Section 125(b) of the Trade Act of 1974 authorized the president to terminate at any time, in whole or in part, any proclamation made under this Act. Because the NAFTA preferential tariff rates were proclaimed pursuant to Section 604 of the Trade Act of 1974, President Trump has the authority to withdraw President Clinton’s proclamation setting the NAFTA tariff rates.
Even if this authority is not sufficient, the administration could rely on section 111 of the Uruguay Round Agreements Act, which states: “[T]he President shall have the authority to proclaim - (1) such other modification of any duty, (2) such other staged rate reduction, or (3) such additional duties, as the President determines to be necessary or appropriate to carry out Schedule XX.” Schedule XX refers to the United States' MFN tariff rates that apply broadly to all WTO Members unless more liberal access is provided through a free trade agreement. Should the United States withdraw from NAFTA, it may be able to rely on this authority to increase duties on imports from Canada and Mexico to the bound MFN rates.

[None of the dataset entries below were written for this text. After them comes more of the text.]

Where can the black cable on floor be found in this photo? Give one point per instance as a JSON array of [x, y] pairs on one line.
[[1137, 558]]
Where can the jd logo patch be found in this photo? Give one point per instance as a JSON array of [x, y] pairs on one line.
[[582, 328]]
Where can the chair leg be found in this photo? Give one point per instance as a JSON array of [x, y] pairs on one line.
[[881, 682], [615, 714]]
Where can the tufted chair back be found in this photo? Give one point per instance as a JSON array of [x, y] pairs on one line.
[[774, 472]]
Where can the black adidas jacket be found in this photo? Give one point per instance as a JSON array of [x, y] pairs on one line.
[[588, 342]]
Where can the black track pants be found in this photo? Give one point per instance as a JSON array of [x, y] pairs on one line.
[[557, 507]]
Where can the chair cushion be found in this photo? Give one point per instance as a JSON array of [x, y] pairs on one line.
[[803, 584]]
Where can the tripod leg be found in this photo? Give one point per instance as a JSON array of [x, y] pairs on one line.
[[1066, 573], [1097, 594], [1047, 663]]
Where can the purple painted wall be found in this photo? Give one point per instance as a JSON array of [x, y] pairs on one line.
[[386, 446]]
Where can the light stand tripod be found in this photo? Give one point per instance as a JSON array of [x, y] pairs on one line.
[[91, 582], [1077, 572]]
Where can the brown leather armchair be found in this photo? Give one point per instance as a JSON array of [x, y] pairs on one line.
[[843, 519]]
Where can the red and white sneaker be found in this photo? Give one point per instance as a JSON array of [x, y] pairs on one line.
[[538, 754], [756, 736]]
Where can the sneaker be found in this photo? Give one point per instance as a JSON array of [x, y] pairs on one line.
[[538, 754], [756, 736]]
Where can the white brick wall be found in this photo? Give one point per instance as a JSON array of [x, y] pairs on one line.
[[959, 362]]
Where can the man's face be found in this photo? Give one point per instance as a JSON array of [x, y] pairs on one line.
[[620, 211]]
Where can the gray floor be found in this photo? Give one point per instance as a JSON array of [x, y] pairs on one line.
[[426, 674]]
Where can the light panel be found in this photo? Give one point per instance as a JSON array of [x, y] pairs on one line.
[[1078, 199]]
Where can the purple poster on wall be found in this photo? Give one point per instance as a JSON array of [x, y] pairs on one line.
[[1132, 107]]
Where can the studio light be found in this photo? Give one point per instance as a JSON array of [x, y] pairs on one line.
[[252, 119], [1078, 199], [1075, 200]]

While certain provisions of NAFTA will expire upon withdrawal, additional action will be needed in other instances to change existing US law and regulations. Section 109(b) of the NAFTA implementing legislation states that if “a country ceases to be a NAFTA country, sections 101 through 106 shall cease to have effect with respect to such country.” Section 101 of the implementing legislation provides congressional approval for the agreement and Statement of Administrative Action that was submitted to Congress. Section 102 governs how the agreement relates to state law. Section 103 governs provisions that require consultation and layover of provisions by Congress. Section 104 provides the authority for the president to take executive action to implement regulations necessary to implement the agreement. Section 105 establishes the NAFTA Secretariat. Section 106 governs the appointment of individuals to NAFTA dispute settlement panels. Aside from the expiration of these specific provisions, where NAFTA obligations were incorporated into US law through statutory amendments, further legislative action may be necessary to remove those provisions from US law. For example, NAFTA obligated the Parties to impose restrictions on the availability of duty drawback. The NAFTA Implementation Act amended the US duty drawback statute to reflect those restrictions. The duty drawback statute would have to be amended after withdrawal from NAFTA, or else those restrictions would remain part of US law. Similarly, any regulations that were issued to implement NAFTA obligations will remain in effect until they are officially withdrawn or revised.
It appears clear that President Trump could withdraw from NAFTA based on the language in Article 2205. Based on that language and section 125(b) of the Trade Act of 1974, there is an argument that Congress has granted this authority to the president without requiring further consultation with Congress. It is not clear, however, that this action would automatically reverse the duty reductions implemented under NAFTA. However, there are statutory authorities the administration could cite as justification for raising duties.